Il Missionario – recensione del film prodotto da Luc Besson

Il Missionario

Il Missionario è la nuova brillante commedia prodotta da Luc Besson. La trama è molto semplice e non può non ricordare, anche se molto alla lontana, il cult movie dell’1989 Non siamo angeli.

 

In Il Missionario dopo sette anni di carcere per rapina a mano armata, Mario è finalmente libero. Dopo poche ora di libertà, deve, però, fare i conti con i suoi ex-complici che reclamano la refurtiva. Per garantirsi l’incolumità decide di rivolgersi a suo fratello Patrick, l’unica persona di cui si può fidare, che, per il bene del fratello, decide di mandarlo in un paesino dell’Ardeche.

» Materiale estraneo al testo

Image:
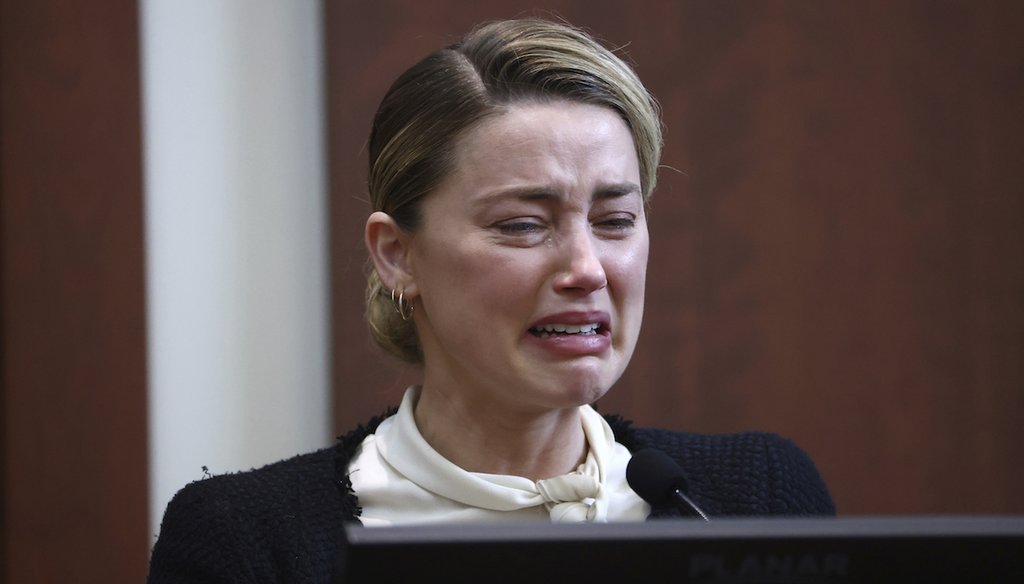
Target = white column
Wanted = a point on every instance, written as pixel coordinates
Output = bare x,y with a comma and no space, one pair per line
236,236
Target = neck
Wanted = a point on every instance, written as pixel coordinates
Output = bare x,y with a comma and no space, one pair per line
496,441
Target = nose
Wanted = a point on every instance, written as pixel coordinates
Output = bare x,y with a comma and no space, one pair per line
582,270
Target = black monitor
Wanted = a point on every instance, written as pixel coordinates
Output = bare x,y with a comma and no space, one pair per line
768,550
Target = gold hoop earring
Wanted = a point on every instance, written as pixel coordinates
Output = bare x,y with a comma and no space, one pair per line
402,306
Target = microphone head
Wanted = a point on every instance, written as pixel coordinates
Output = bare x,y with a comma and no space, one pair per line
654,476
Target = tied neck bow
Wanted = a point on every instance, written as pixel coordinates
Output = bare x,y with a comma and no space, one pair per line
572,497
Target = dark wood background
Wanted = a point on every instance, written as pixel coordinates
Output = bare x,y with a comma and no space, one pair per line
836,239
74,478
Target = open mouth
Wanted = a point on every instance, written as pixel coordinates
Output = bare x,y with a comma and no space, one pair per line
545,331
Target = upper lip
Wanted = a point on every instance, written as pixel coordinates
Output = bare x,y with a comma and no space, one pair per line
599,318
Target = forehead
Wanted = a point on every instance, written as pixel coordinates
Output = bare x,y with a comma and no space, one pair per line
557,143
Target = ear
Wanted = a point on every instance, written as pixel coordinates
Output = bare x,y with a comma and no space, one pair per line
389,249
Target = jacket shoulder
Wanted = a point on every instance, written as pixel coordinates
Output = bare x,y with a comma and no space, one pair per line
282,518
747,473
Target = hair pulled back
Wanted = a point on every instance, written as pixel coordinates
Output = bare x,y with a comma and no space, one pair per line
498,65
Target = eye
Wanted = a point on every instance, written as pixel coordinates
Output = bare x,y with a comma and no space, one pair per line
520,226
615,222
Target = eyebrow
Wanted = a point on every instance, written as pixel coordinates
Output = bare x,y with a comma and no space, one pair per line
540,193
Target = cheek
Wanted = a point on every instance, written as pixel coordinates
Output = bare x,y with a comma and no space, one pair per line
629,270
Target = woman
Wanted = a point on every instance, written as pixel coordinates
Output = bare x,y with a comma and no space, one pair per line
509,176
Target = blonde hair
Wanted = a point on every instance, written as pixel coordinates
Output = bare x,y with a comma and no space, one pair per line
437,99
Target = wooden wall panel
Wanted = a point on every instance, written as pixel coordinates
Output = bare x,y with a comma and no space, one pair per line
836,239
73,329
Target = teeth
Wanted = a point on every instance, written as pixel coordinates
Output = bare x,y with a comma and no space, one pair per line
568,329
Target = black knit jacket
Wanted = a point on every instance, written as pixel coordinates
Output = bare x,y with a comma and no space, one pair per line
284,523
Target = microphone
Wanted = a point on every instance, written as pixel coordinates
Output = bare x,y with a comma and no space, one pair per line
660,482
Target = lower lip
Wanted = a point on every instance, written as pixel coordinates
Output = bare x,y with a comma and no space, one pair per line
572,345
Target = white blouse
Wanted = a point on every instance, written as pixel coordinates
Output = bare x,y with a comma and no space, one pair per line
399,478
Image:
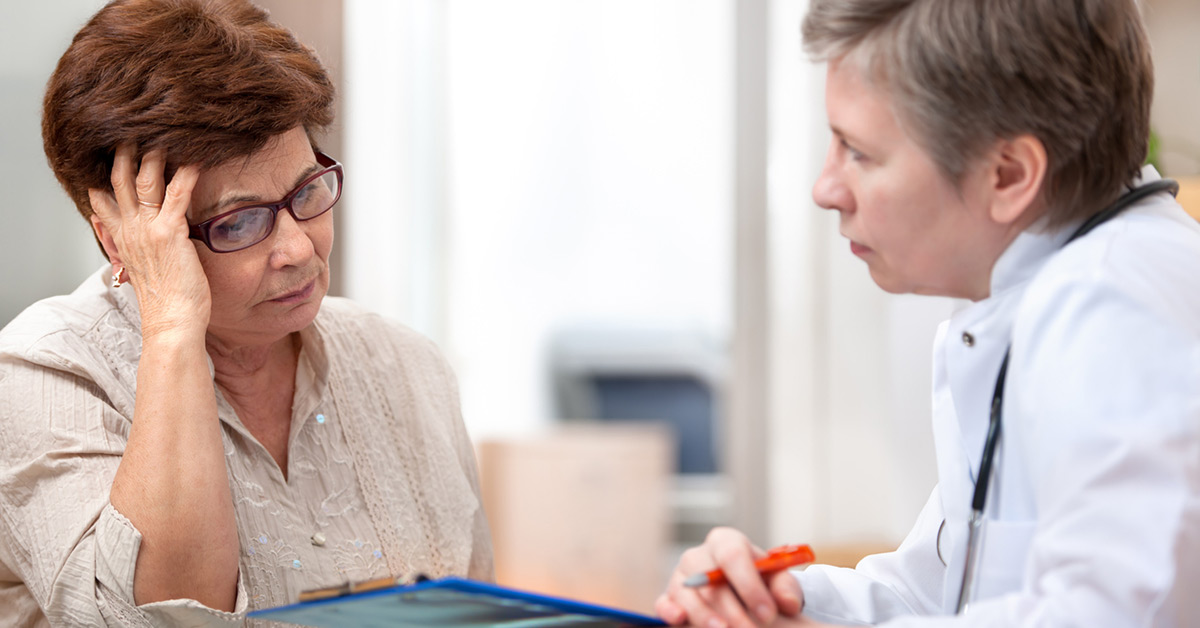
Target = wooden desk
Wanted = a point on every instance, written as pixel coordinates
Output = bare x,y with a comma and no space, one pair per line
581,512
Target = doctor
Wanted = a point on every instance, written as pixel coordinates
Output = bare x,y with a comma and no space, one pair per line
975,143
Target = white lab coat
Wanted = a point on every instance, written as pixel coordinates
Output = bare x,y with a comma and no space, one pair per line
1093,514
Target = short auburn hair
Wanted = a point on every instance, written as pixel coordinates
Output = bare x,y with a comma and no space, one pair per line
963,73
207,81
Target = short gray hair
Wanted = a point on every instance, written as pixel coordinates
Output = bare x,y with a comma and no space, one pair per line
963,73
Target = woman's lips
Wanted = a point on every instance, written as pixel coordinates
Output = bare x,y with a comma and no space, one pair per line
298,295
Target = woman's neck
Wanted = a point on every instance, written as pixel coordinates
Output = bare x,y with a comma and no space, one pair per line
246,371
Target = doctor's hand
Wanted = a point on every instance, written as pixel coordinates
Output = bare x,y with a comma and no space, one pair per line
749,599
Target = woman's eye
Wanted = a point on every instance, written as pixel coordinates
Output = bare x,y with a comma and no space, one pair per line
855,154
239,225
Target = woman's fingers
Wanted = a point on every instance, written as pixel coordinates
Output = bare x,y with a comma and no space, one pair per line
736,558
149,184
786,592
124,181
178,196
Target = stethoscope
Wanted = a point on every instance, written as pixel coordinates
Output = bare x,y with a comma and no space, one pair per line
997,398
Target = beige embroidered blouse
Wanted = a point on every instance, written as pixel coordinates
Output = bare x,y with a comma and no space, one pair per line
381,473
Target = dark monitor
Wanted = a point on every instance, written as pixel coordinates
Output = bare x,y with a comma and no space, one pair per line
667,378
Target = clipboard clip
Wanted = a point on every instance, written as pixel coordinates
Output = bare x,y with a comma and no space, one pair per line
351,588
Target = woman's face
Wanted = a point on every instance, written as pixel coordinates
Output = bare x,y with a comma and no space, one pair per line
916,229
275,287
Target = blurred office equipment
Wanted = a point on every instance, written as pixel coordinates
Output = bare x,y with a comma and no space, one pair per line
670,377
581,510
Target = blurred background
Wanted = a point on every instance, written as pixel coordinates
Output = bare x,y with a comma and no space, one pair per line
600,210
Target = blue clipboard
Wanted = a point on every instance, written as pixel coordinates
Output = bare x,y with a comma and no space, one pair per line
450,602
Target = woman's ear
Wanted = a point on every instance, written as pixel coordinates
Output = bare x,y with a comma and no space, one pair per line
100,203
1019,168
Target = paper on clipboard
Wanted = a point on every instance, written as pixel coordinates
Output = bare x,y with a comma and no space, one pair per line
450,602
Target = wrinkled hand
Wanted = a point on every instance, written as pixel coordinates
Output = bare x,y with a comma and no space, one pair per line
749,599
150,241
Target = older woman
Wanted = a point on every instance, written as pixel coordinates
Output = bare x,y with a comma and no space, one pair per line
197,430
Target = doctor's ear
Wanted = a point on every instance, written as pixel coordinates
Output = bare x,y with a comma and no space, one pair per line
1017,171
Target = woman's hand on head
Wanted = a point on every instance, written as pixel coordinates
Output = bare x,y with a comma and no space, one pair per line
143,226
750,598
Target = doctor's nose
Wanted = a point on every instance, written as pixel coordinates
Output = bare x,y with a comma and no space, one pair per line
831,191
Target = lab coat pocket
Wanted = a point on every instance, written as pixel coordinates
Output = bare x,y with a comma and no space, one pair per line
1006,551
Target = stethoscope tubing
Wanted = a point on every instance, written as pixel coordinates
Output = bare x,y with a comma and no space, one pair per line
983,480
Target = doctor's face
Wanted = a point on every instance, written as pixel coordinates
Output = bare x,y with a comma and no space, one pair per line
916,229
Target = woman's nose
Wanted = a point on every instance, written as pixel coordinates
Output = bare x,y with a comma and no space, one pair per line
829,191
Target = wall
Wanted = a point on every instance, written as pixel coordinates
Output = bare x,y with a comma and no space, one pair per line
46,247
1173,30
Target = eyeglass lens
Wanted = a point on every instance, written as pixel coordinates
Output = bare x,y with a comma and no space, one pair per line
249,226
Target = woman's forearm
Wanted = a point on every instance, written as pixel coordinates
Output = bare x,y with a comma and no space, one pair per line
172,482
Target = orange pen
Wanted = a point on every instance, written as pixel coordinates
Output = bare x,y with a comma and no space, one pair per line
777,560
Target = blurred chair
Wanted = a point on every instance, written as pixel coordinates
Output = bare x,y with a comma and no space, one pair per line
581,512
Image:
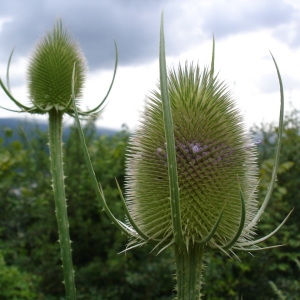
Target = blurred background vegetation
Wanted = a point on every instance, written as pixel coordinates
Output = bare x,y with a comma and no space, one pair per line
30,266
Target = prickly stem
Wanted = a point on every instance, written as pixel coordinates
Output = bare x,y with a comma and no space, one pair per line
56,159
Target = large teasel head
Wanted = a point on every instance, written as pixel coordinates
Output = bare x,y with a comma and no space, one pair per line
191,171
215,157
192,174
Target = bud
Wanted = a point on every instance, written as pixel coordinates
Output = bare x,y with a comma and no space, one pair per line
216,163
51,68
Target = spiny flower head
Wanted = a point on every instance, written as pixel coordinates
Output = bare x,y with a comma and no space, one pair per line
216,163
50,72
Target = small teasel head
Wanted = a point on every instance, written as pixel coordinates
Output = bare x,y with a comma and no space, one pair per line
216,163
50,73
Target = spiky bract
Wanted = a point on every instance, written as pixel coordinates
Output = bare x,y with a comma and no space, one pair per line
51,68
215,163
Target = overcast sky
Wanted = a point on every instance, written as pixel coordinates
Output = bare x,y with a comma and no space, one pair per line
245,31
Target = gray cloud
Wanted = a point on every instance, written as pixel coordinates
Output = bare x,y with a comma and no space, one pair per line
230,17
134,24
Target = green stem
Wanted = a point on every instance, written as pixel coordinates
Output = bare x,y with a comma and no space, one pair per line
56,158
189,266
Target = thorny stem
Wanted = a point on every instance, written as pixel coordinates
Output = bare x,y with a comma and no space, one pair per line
56,159
189,266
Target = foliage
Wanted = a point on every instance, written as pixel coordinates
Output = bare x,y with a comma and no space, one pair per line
28,234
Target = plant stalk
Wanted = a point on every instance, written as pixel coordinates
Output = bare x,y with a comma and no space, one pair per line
189,266
56,162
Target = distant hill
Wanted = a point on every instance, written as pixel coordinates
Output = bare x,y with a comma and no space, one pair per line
15,124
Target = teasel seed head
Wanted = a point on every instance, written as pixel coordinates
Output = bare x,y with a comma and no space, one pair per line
216,163
50,72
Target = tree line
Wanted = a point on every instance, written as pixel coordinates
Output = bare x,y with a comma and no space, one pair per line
30,267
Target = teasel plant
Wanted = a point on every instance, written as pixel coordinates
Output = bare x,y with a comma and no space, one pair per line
53,85
191,173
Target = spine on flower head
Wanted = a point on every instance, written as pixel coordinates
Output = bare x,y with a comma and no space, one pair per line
216,162
51,68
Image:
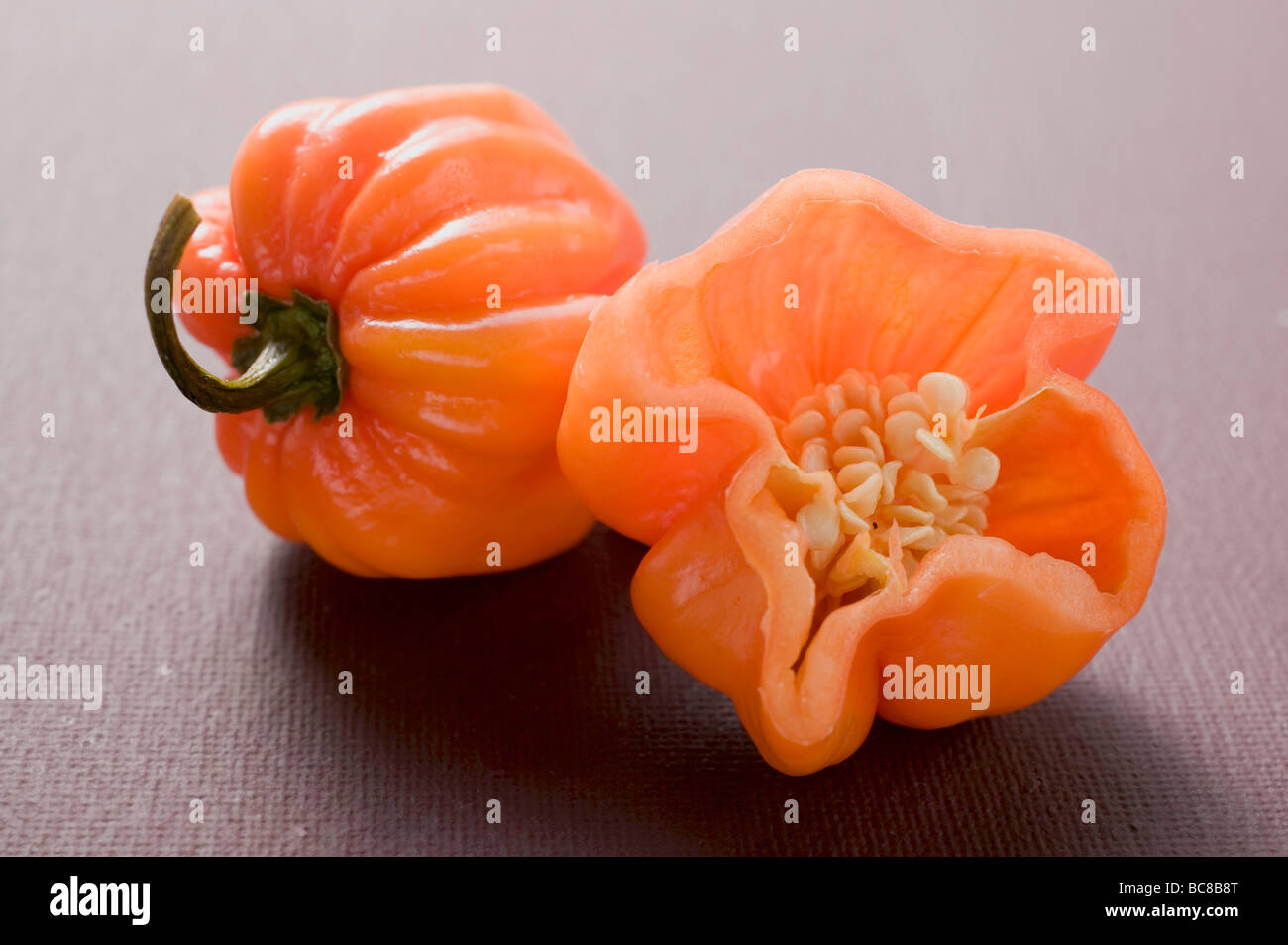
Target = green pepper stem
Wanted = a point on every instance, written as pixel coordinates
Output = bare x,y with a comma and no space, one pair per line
294,357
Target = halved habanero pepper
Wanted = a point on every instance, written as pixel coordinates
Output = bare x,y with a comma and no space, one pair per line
425,262
893,463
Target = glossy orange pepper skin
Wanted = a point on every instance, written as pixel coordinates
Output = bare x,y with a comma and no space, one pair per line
462,242
890,287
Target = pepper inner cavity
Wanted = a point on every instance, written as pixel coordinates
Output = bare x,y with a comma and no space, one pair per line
883,472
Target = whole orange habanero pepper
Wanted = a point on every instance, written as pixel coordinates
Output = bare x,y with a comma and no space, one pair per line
425,262
857,438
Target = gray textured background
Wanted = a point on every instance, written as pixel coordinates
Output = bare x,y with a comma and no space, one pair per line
220,680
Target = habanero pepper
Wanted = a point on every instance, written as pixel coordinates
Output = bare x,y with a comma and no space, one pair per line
425,262
897,464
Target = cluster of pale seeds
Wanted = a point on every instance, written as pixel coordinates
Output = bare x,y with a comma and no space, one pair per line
884,473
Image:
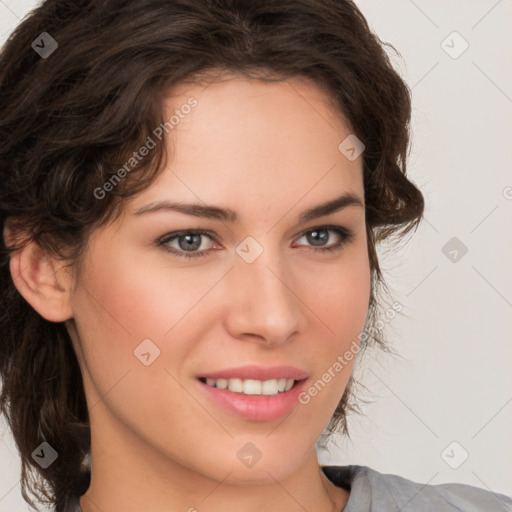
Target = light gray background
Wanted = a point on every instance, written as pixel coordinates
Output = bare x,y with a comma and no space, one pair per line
454,382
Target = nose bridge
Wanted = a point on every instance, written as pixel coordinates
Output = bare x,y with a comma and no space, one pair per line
266,304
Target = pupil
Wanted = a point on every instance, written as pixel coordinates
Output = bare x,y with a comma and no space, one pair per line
322,235
190,243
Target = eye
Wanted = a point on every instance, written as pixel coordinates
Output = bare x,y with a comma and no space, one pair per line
188,242
318,236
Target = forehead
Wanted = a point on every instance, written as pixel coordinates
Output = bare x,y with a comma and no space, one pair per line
248,142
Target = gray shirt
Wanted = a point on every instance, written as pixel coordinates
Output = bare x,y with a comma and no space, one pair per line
371,491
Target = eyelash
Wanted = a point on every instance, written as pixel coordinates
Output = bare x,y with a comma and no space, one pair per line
345,234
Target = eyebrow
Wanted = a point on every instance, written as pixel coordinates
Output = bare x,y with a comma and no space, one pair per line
228,215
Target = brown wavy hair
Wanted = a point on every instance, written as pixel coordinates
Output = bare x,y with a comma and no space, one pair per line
70,120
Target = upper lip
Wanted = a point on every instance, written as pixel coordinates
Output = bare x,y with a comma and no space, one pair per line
256,372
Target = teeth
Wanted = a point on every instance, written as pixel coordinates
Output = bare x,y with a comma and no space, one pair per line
253,387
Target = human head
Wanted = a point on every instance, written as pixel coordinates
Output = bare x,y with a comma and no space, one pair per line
70,122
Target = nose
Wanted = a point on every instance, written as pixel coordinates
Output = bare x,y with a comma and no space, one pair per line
264,305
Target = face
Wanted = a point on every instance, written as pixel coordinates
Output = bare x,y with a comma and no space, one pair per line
273,298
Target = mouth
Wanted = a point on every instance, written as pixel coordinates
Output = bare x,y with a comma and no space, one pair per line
256,393
251,386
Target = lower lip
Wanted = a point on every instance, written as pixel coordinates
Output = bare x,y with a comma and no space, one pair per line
256,407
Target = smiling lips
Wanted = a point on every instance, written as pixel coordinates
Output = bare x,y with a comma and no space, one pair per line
255,392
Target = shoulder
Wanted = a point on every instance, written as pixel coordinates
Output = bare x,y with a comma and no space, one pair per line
372,491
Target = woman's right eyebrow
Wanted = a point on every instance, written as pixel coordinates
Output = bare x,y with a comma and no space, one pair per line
228,215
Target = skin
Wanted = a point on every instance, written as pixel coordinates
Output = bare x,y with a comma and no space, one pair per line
269,151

Il MissionarioQuello che Mario non sa è che in quello stesso paesino stanno aspettando il nuovo parroco. Al suo arrivo, per una serie di equivoci, viene scambiato per il sostituto del defunto padre Etienne. Da qui, cominciano le peripezie di Don Mario. La vena comica è data principalmente dal chiasmo dei personaggi. Mentre Mario acquista sempre maggiori consensi dalla comunità, Padre Patrick si abbandona ad una vita lasciva, fatta di stupefacenti, donne e denaro.

Il Missionario

Meritevoli di lodi soprattutto i due interpreti principali: Jean-Marie Bigard e Doudi Strajmayster che, pressocchè sconosciuti in Italia, raccolgono molti consensi in patria.

Luc Besson ha deciso di affidare la regia al quasi esordiente Roger Delattre, che spesso si è affidato alla verve comica di Bigard, fino quasi allo svilimento del personaggio; puntando, e talvolta calcando troppo la mano, sull’equivoco, che, nonostante in molti casi possa apparire banale, diverte.